Dopo il fantasmagorico dato di produzione industriale italiana di agosto (più 4,3 per cento mensile, a fronte di un consenso posto a più 0,2 per cento), ecco l’immancabile autovelina del ministro del Lavoro, Maurizio Sacconi, che con i lucciconi agli occhi si compiace della conferma che “l’Italia si muove”

Scolpisce dunque Sacconi, a margine di un incontro pubblico in quel di Conegliano:

«Se combiniamo questo dato con quello che l’Istat ci ha consegnato nei giorni scorsi, che vede la disoccupazione sotto l’8% e l’occupazione crescere superando il tetto dei 23 milioni di occupati, vuol dire che l’Italia si muove e che dobbiamo, ovviamente, con le prossime misure, assecondare questa attitudine a crescere»

Sarebbe utile che Sacconi, e tutti gli esponenti di maggioranza ed esecutivo, si chiedessero quale può essere la verosimiglianza e la sostenibilità di un dato che è palesemente un enorme outlier, e che è stato realizzato nel mese con i minori tassi di attività di tutto l’anno, agosto.
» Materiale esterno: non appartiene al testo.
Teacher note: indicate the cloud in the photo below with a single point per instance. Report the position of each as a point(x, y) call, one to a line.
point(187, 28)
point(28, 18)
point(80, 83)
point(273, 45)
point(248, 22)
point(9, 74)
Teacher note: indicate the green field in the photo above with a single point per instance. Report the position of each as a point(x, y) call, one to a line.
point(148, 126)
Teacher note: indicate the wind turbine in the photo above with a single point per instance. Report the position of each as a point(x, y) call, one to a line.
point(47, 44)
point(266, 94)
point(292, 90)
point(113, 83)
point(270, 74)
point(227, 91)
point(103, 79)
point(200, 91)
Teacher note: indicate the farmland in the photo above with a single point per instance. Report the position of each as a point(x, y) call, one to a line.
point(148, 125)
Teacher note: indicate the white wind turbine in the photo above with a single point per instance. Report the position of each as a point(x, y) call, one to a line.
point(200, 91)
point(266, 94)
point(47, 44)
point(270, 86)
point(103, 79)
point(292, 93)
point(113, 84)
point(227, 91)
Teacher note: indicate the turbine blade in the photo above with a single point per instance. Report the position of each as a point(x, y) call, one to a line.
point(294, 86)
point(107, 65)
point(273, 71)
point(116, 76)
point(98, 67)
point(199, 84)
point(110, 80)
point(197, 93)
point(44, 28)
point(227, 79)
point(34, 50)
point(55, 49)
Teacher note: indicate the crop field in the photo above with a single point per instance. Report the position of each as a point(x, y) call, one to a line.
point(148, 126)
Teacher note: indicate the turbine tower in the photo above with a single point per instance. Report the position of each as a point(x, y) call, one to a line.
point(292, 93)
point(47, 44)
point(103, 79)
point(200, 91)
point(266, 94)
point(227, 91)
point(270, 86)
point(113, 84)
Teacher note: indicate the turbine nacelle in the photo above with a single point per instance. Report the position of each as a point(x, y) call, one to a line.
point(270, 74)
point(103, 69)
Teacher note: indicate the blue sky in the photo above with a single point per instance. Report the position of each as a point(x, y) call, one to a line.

Un mese che crea problemi anche alle procedure statistiche di destagionalizzazione. Ma questi sono sofismi, per i nostri economisti di fine regime, quelli che prendono un dato singolo e assai “rumoroso” e ne fanno una tendenza. Appuntamento al mese prossimo, quando restituiremo con gli interessi il tutto.

A beneficio di Sacconi e dei cantori della ripresona italiana (che vorremmo tanto ci fosse, ma semplicemente non c’è, e presto rischiamo di vedere dati tipicamente recessivi), possiamo citare il Composite Leading Indicator dell’Ocse, pubblicato giusto oggi. Non che questo indicatore ci faccia impazzire, ma visto che un’era geologica addietro era diventato il vitello d’oro della maggioranza, conviene ricordare che il dato odierno (riferito anch’esso al mese di agosto, con valenza anticipatoria di uno-due trimestri), mostra la quinta rilevazione mensile consecutiva di calo, con i rallentamenti più marcati fatti segnare da Germania (-1,3), Italia (-1,1) e Francia (-0,9).

C’è da sperare che il CLI si sbagli, e che dal mese prossimo inverta la tendenza. Nel frattempo, per chi ama i dati di mercato (che per definizione sono sbagliati e/o controllati dalla speculazione anti-italiana), il differenziale tra Italia e Spagna sul titolo di stato decennale contro Germania oggi segna nuovi massimi. Non chiedeteci perché, visto che “l’Italia si muove”.